PROTECTING EARTH’S OZONE LAYER ALSO HELPED SLOW CLIMATE CHANGE
NOAA March 9, 2007 — An international agreement to reduce ozone-depleting chemicals, based in part on science conducted in the 1980s by NOAA scientists and their colleagues, also has slowed global warming by years, according to a new study by scientists at the NOAA Earth System Research Lab and their partners. The double effect occurred because compounds that destroy the atmosphere’s ozone layer also act as greenhouse gases. The findings will be available in the Proceedings of the National Academy of Sciences online edition this week.
The ozone layer shields the Earth from harmful ultraviolet radiation. To protect this layer, nations around the world signed the Montreal Protocol in 1987 to control the production and use of ozone-depleting substances.
“Science conducted by NOAA scientists and their colleagues provided the scientific basis for the framers of the Montreal Protocol,” said retired Navy Vice Admiral Conrad Lautenbacher, Ph.D., undersecretary of commerce for oceans and atmosphere and NOAA administrator. “This is an example of how NOAA’s science informs those who make decisions that affect our daily lives. This new study also illustrates the multiplier effect of NOAA’s targeted research and its benefits on multiple sectors of science.”
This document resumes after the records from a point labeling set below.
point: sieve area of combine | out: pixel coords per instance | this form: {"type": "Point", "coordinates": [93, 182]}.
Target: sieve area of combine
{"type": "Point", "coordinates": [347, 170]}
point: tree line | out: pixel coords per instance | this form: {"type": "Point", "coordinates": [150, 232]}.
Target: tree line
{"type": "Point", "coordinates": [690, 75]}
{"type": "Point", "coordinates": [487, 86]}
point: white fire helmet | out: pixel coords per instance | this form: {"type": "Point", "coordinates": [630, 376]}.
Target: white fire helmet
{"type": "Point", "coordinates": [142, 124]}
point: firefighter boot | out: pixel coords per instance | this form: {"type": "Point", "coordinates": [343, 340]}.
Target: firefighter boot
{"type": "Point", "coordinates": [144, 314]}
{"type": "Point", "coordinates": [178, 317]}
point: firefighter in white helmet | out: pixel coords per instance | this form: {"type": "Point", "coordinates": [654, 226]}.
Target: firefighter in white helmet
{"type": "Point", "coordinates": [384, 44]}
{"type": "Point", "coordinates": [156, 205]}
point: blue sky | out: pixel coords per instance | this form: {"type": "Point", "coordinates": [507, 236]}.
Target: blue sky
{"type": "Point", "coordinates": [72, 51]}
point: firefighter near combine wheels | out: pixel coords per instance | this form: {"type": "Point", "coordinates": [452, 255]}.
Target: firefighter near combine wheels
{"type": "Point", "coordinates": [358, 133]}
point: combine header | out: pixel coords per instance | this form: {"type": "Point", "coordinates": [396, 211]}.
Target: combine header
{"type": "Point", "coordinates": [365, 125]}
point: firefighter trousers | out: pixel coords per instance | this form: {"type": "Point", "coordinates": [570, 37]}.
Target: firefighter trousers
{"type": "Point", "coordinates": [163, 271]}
While protecting the ozone layer, the Montreal Protocol also has cut in half the amount of greenhouse warming caused by ozone-destroying chemicals that would have occurred by 2010 had these substances continued to build unabated in Earth’s atmosphere, according to the study. The amount of warming that was avoided is equivalent to 7-12 years of rise in carbon dioxide concentrations in the atmosphere.
“The participants in the Montreal Protocol have done something very good for our climate,” says NOAA Earth System Research Lab scientist David Fahey, one of the authors. “While addressing ozone depletion, they also provided an early start on slowing climate change.”
The amount of greenhouse gases curbed by the Montreal Protocol is equivalent to five times the reduction target for the first phase of the Kyoto Protocol, a 2005 international agreement to address climate change, according to the authors. The Kyoto Protocol did not regulate ozone-depleting chemicals because the prior agreements of the Montreal Protocol had already dealt with them.
Earlier studies showed that continued growth in ozone-depleting substances would lead to significant heating of Earth’s climate. The new analysis quantifies the near-term climate benefits of controlling these substances.
The paper also explores options for reducing future use of ozone-depleting substances, such as collecting and destroying chemical storage banks in old refrigerators and air conditioners, choosing substitutes with low climate-warming impact and evaluating the feasibility of further reducing overall emissions of the substances.
The authors also consider the impact of voluntary chemical restrictions that began in 1975 in some countries. When these earlier reductions are taken into account, the amount of additional heating of Earth’s climate that would have occurred by 2010 is far greater than that avoided since 1987 when the Montreal Protocol went into effect, though the exact amount of the total benefit is uncertain.
Guus Velders of The Netherlands Environmental Assessment Agency and Stephen Andersen of the U.S. Environmental Protection Agency led the study, which appears in the Proceedings of the National Academy of Sciences. Besides Fahey, other authors are John Daniel, also of the NOAA Earth System Research Lab and Mack McFarland of DuPont Fluoroproducts, Wlimington, Del.